In meiner alten Klasse wurde ich immer nur verarscht und gemobbt. Das war keine besonders schöne Zeit für mich. Diese Zeit hat mich eines gelehrt - Ich musste vorsichtiger sein. Deshalb vertraute ich keinen meiner Mitschülern mehr. Anderen Menschen vertraute ich wesentlich schneller.
In der Pause kam Katha zu mir. Katha war ein wenig größer als ich. Sie hatte braune Augen und lange, zottelige schwarze Haare. Katha hatte einen Ring als Lippenpiercing und ein Augenbrauenpiercing. Sie trug immer auffällige Kleidung und sah auch so richtig gut aus. Katha war einfach hübsch, beliebt und klug. Sie hatte alles, was man sich nur wünschen konnte.
"Na Maus alles klar?", fragte sie micht grinsend. Sie fuhr mit ihrer hand lachend durch mein langes, blondes Haar. Mir kam das alles als provokant vor, also schlug ich ihre Hand weg. "Lass mich doch einmal in ruhe", zischte ich und lief weg.
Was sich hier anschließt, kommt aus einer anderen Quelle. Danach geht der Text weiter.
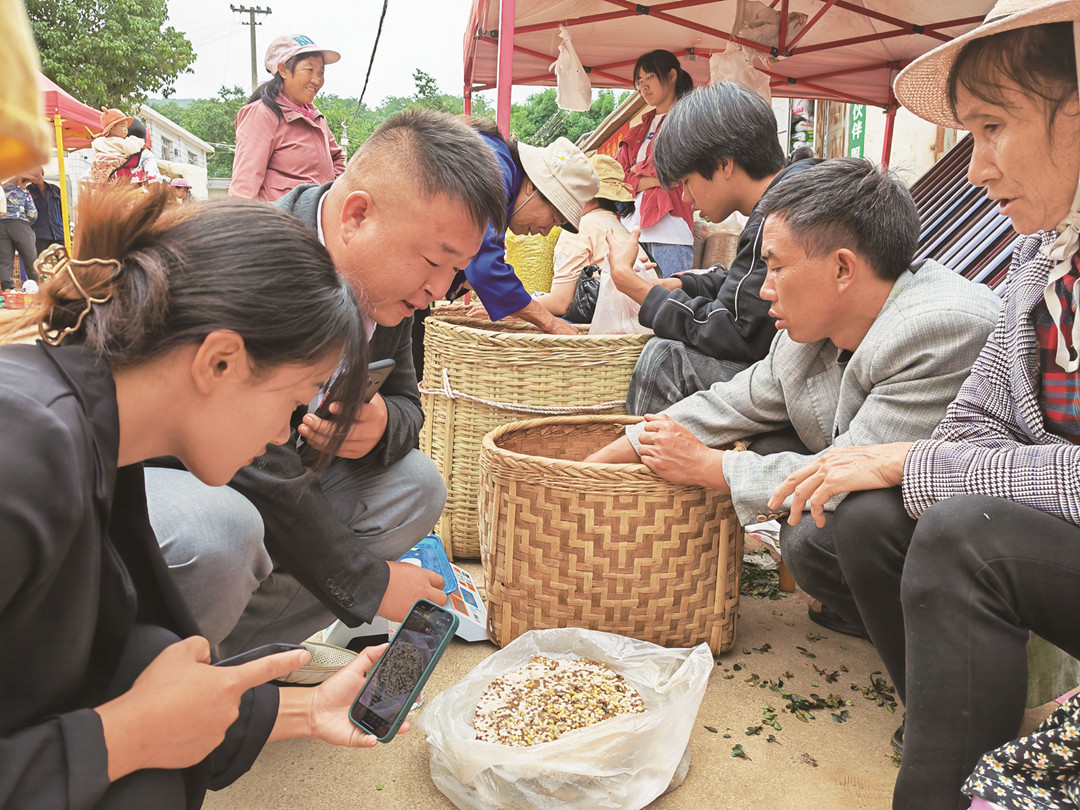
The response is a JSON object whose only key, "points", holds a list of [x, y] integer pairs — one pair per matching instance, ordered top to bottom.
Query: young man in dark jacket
{"points": [[720, 142], [280, 553]]}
Doch Katha lief mir hinterher.
"Katha! Lass mich ein für alle mal in Ruhe!", zischte ich. Ich war wirklich wütend. Immer machten sie so etwas mit mir.
Katha vernahm die Rufe ihres Freundes und wendete sich ab. "Man sieht sich, maus!", grinste sie.

Als Katha endlich weg war, ging ich zur Toilette und schloss mich dort ein.